The Anatomy of a Perfect AI Agent Task
A well-crafted task for an AI coding agent is essentially context engineering — you’re deliberately curating the minimum set of information the agent needs to produce the right output on the first try. Rather than pre-loading everything up front, the best approach combines focused instructions with enough pointers that the agent can pull in additional context just-in-time as it works (Anthropic — Effective Context Engineering ). Below is a breakdown of every element that matters, why it matters, and a full example at the end that ties it all together.
When to Use This
The seven elements below describe the upper-bound shape of a non-trivial task spec, not a baseline checklist. For trivial work — fixing a typo, renaming a variable, anything where the agent has no real risk of getting it wrong — skip the elaborate spec. (The companion sizing post uses “describable in one sentence” as a sizing test, not a triviality test — well-sized tasks often fit in one sentence yet still warrant a full spec when there are constraints, edge cases, or pitfalls to communicate.
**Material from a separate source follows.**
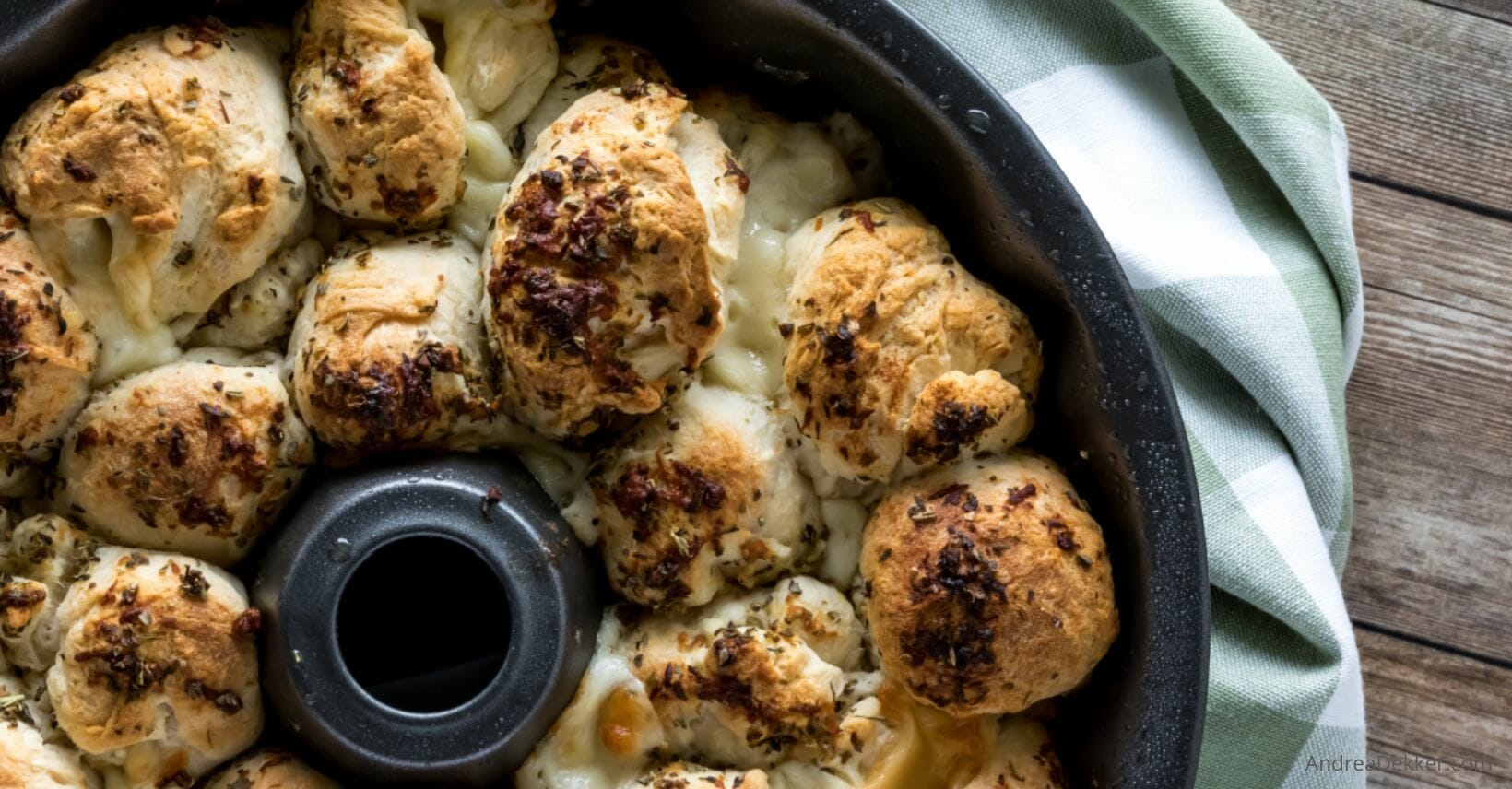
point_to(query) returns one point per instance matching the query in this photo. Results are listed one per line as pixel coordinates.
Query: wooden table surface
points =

The worked example below is one such task.) Even for non-trivial tasks, treat these elements as a maximum rather than a minimum: frontier LLMs reliably follow only ~150–200 instructions before performance degrades, and every irrelevant detail dilutes the signal of the rest (HumanLayer: Writing a Good CLAUDE.md ).
1. State the Goal, Not the Steps
Lead with the outcome you want, not a micro-managed sequence of instructions. Agents perform better when they understand the “why” and can plan their own approach.
Bad: “Open user.go, find the CreateUser function, add a field called PhoneNumber…”
Good: “Add phone number support to user registration, including validation, storage, and API response.”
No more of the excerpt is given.